O reitor da UFSM, Paulo Afonso Burmann afirma não ter conhecimento sobre a iniciativa da empresa. Sobre a transferência da festa da praça para o campus, ele avalia como absurda:
- Além afastar os jovens do convívio com a cidade, pedagogicamente os afasta da discussão e da solução para os mais diferentes conflitos e problemas da sua cidade. Caracterizaria uma intervenção da UFSM nas prerrogativas do poder municipal e numa descaracterização do papel da universidade.
Outra alternativa é gare. De acordo com o prefeito Cezar Schirmer, o local já vem sendo avaliado como um espaço de lazer e entretenimento.
- Eu sempre entendi que a gare poderia ser um local para eventos, tanto que temos levado atrações para lá. Estamos discutindo esse espaço para manter entretenimento, arte, cultura, gastronomia, onde as comemorações podem se inserir. O que não podemos é obrigar as pessoas a saírem de um local e irem para outro espaço - afirma o prefeito.

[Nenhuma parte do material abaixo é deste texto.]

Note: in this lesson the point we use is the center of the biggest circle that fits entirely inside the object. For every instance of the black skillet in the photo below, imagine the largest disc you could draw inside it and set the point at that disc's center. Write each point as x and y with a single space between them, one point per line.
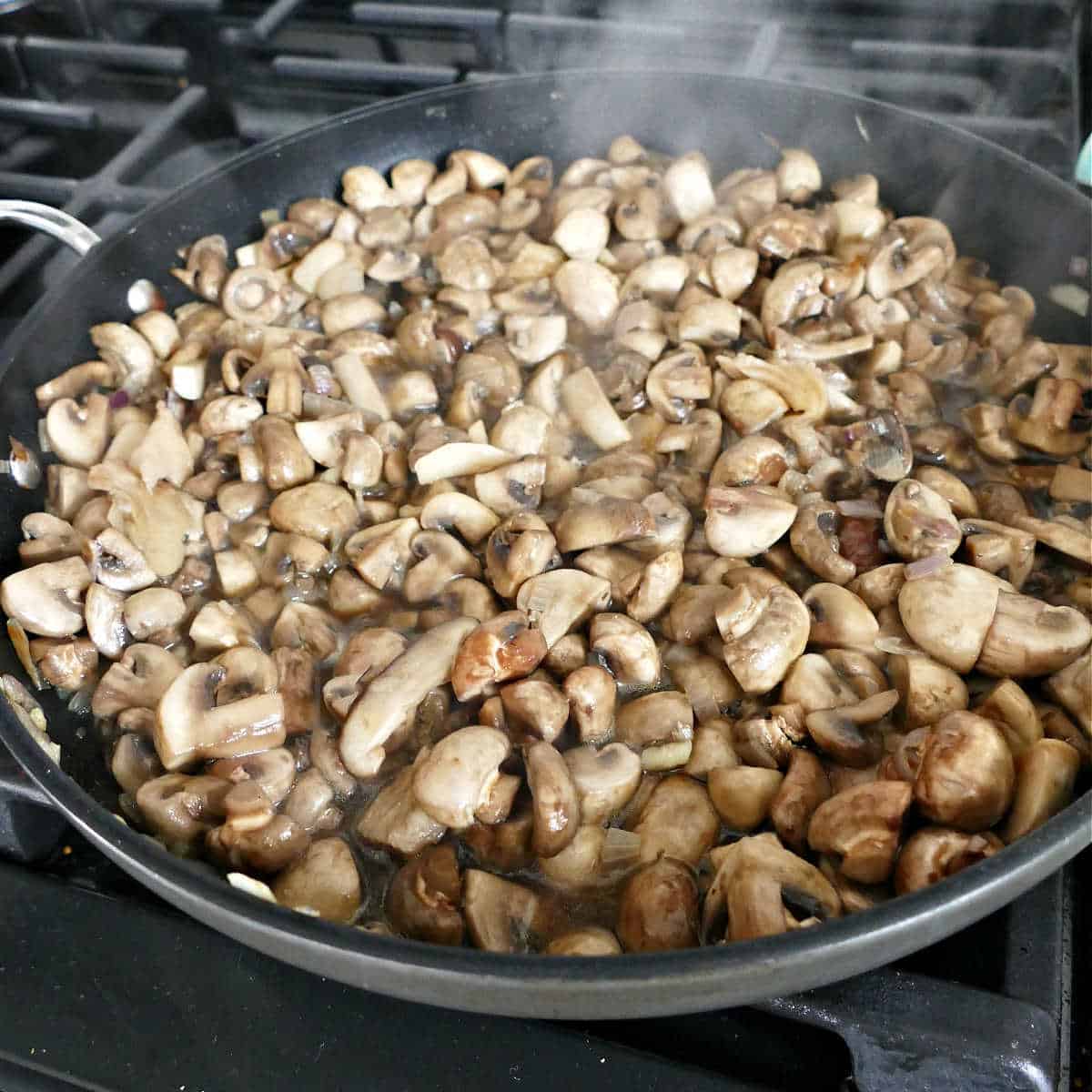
1026 223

A reitora do Centro Universitário Franciscano (Unifra), Iraní Rupolo, afirma que não é preciso mudar de lugar, mas oferecer uma programação adequada e atrativa para os jovens:
- Penso que não deve tirar da praça, porque é um bom local. Mas o que vamos levar para discussão é propor um dia do acolhimento, quando os jovens chegam na cidade. Que aconteça no início de março e em agosto também. Com atividades culturais, com brincadeira, do gosto dos jovens, não impondo o que nós achamos que eles vão querer.